For new enrollees, many practices now prefer Advanced Primary Care Management because it doesn't require monthly time tracking. CCM still fits patients who don't qualify for APCM and legacy patients already enrolled. You can't bill both in the same month for the same patient.
Start with the system, not the codes
If you take one thing from this: don't launch care management by memorizing codes. Launch it by building the gate that runs before every claim. One practitioner, one claim, the right program for the patient, no conflicting overlap, consent on file, plan in place, time logged by activity. Get that right and the codes take care of themselves, at one program or five.
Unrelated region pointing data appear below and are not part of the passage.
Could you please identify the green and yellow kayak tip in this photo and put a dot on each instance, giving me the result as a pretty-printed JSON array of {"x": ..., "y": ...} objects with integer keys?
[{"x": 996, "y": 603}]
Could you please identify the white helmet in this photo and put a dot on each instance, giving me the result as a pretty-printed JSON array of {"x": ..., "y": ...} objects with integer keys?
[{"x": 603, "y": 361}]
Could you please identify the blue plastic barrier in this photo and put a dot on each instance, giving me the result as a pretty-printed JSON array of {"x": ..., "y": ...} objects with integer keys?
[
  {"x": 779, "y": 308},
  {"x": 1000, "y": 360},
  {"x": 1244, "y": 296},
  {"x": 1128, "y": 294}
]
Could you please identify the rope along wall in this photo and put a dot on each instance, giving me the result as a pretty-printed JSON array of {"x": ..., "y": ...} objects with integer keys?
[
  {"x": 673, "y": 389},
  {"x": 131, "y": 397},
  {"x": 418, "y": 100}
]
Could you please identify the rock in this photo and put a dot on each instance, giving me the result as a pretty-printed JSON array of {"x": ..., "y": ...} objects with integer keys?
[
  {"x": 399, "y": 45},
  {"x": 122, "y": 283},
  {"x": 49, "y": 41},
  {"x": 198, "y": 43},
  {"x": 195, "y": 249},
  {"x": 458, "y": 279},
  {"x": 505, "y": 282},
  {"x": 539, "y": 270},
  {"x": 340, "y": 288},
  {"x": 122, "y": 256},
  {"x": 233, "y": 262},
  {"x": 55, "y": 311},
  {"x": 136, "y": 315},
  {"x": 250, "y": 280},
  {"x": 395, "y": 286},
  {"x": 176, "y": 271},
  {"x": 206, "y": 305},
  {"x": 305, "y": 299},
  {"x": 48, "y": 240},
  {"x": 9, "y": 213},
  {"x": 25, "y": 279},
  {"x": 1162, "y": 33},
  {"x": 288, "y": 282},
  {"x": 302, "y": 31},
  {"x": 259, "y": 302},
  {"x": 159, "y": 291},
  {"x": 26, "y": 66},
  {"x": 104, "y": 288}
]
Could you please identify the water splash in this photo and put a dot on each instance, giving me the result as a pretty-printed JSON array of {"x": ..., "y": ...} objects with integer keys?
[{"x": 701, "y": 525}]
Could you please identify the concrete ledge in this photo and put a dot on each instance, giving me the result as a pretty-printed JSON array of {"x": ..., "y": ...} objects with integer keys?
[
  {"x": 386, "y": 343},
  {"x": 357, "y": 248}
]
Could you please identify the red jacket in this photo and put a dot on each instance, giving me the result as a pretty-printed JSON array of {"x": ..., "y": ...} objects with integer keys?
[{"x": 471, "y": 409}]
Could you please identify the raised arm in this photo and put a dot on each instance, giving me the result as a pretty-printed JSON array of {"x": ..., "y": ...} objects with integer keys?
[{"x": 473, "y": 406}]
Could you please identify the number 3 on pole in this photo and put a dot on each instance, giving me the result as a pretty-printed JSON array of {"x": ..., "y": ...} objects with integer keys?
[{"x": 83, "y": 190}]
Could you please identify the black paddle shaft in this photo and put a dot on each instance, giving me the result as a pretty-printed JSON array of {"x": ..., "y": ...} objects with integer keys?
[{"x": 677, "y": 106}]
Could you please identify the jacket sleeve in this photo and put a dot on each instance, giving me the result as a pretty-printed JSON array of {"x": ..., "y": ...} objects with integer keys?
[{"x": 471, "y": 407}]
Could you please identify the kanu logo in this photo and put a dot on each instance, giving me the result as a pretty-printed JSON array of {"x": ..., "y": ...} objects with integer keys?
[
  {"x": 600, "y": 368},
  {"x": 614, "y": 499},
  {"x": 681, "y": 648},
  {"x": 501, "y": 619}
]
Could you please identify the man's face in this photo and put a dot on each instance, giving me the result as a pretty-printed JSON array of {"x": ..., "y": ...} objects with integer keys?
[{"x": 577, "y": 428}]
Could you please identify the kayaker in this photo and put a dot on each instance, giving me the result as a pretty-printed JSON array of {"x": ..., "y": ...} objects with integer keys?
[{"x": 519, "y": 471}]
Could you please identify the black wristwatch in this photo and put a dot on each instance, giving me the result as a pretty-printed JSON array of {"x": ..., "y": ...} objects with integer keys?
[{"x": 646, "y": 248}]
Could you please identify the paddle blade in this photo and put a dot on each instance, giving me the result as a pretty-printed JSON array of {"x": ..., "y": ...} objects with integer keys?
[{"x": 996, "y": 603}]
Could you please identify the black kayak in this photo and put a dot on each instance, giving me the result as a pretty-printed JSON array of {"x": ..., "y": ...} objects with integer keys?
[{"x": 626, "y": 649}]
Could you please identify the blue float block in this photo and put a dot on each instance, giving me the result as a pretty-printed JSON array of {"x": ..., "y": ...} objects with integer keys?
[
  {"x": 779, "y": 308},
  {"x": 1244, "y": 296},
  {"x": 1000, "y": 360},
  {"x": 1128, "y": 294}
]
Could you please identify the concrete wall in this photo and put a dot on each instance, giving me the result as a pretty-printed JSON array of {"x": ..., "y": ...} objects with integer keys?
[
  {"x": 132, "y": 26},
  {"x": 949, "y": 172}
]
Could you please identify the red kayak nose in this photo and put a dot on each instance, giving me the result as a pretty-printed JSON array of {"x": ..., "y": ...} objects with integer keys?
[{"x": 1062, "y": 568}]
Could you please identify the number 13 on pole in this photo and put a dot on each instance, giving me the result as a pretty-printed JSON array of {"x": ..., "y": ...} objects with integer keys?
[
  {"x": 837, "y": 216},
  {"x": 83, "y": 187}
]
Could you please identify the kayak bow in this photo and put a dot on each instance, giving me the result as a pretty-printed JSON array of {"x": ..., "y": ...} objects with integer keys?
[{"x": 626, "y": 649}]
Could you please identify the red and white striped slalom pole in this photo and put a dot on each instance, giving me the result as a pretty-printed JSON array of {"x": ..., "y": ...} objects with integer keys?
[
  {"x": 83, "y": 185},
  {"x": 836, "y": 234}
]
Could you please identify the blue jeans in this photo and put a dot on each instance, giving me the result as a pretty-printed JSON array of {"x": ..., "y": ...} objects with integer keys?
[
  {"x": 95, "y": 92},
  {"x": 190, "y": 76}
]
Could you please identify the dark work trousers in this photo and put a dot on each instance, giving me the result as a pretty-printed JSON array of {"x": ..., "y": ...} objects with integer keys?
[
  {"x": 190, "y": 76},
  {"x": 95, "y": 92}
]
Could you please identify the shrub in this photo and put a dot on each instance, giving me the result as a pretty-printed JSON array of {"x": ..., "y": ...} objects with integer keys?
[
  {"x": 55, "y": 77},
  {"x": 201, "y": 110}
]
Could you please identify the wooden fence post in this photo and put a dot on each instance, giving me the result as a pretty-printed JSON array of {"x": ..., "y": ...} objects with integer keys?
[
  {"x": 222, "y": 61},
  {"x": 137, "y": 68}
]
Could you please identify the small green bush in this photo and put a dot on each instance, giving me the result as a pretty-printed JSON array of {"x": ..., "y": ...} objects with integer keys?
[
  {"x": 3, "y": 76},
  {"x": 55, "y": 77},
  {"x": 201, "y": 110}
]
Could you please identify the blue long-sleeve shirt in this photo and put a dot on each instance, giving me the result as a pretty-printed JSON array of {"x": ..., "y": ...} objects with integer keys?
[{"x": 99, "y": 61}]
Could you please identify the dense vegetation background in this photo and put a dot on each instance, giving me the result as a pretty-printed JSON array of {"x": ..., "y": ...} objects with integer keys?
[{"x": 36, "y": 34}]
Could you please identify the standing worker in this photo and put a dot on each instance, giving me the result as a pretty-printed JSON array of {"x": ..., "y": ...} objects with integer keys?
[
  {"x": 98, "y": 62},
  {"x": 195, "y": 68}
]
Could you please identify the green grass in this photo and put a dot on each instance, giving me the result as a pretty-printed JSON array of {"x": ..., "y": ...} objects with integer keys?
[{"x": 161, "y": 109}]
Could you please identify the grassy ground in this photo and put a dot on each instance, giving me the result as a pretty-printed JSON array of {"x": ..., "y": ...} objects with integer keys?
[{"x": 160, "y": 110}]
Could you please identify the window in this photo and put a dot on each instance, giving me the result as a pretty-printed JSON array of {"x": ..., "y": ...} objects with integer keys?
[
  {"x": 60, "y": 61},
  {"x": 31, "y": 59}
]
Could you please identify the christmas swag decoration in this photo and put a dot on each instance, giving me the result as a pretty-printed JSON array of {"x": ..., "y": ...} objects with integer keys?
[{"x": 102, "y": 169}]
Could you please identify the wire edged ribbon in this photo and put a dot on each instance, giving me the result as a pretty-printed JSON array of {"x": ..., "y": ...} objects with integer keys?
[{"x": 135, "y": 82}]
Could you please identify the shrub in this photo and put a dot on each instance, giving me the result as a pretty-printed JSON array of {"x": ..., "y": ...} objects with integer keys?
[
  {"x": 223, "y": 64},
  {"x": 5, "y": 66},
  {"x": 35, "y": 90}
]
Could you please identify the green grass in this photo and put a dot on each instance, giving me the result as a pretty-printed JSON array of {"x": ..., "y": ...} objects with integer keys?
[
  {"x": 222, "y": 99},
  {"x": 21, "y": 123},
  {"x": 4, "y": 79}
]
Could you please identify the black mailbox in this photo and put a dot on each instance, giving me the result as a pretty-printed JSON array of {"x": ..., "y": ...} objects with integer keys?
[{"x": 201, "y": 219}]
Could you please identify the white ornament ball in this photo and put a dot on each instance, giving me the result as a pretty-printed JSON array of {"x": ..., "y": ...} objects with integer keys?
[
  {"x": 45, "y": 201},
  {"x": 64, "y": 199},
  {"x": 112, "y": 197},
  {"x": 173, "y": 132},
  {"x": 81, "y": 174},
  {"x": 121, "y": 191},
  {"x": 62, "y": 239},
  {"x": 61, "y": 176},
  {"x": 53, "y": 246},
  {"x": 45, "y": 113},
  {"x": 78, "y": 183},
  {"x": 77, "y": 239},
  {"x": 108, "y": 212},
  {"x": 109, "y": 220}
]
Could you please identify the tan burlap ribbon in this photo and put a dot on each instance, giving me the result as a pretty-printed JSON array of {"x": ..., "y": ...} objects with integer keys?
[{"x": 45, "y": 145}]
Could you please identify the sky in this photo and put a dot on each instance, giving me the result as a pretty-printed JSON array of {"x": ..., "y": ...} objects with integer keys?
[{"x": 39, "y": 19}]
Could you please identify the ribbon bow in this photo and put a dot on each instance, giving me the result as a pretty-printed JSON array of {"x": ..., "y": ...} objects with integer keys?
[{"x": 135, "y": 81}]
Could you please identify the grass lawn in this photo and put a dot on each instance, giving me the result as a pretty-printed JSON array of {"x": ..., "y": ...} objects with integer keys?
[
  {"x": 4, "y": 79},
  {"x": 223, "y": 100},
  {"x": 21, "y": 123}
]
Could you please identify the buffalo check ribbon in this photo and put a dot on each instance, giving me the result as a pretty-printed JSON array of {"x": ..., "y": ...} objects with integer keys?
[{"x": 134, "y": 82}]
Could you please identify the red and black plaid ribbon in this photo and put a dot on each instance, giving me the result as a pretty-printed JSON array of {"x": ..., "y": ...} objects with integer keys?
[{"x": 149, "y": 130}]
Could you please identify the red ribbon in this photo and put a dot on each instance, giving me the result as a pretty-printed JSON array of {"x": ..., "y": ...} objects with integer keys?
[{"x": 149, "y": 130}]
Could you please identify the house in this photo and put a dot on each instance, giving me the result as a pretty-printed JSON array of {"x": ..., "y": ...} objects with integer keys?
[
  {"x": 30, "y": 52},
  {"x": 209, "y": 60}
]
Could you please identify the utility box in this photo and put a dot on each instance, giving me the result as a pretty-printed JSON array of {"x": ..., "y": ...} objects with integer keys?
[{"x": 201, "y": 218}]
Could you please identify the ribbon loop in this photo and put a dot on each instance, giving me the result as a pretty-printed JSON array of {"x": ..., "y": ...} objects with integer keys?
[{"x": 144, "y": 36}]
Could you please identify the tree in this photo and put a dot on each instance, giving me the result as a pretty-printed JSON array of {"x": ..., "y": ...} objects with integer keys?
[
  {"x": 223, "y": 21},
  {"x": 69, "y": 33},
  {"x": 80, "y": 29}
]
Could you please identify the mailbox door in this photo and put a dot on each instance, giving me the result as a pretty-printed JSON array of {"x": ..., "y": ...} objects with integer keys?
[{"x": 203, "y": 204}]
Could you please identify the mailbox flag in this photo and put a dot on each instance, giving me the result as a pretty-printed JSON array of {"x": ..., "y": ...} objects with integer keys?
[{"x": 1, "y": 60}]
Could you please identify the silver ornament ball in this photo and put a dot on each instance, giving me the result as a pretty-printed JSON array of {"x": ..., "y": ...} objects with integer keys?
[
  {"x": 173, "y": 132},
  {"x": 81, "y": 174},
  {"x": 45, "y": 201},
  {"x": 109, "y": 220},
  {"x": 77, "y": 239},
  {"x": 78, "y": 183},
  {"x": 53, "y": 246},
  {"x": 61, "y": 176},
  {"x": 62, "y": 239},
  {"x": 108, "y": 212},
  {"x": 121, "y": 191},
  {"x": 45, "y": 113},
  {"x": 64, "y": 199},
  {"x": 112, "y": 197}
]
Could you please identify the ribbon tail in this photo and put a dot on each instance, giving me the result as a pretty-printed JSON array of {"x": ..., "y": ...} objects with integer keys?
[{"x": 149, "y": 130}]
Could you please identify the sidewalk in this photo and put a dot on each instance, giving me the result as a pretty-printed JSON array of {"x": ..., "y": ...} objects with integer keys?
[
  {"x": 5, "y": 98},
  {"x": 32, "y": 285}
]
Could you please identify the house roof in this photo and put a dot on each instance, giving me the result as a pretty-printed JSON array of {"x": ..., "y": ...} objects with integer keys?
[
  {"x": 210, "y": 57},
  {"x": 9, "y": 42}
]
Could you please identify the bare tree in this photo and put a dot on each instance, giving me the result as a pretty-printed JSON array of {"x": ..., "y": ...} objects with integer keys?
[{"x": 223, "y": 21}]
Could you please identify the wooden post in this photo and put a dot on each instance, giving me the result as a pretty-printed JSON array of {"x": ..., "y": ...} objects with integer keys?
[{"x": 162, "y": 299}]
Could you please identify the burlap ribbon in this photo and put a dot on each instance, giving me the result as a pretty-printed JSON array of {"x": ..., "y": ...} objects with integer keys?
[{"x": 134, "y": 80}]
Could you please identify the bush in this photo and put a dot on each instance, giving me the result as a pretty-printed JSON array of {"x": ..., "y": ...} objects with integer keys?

That gate is what I built into the platform I'm now piloting at Mobile Health Providers, and it's the difference between my spreadsheet attempt four years ago and a program that actually runs. It enforces consent at enrollment, holds the care plan against the initiating visit, runs the monthly eligibility and conflict check across programs automatically, and logs time to the activity and the staff member who did it, so the record defends itself before anyone requests it. It's built by a physician who actually bills these codes and has lived the documentation problem, not by a software vendor who has never billed a 99490.
About this article
This article is for general education and professional information. It is not legal, billing, or compliance advice for your specific situation. Medicare coding rules and fee amounts change; verify every code and rate against current CMS guidance and your Medicare Administrative Contractor before billing.
Reimbursement figures cited are approximate national averages for planning purposes. Local Medicare locality rates differ. Confirm your rates through the CMS Physician Fee Schedule Look-Up Tool.
Mobile Health Providers is an independent medical practice. We are not affiliated with or endorsed by Medicare or CMS.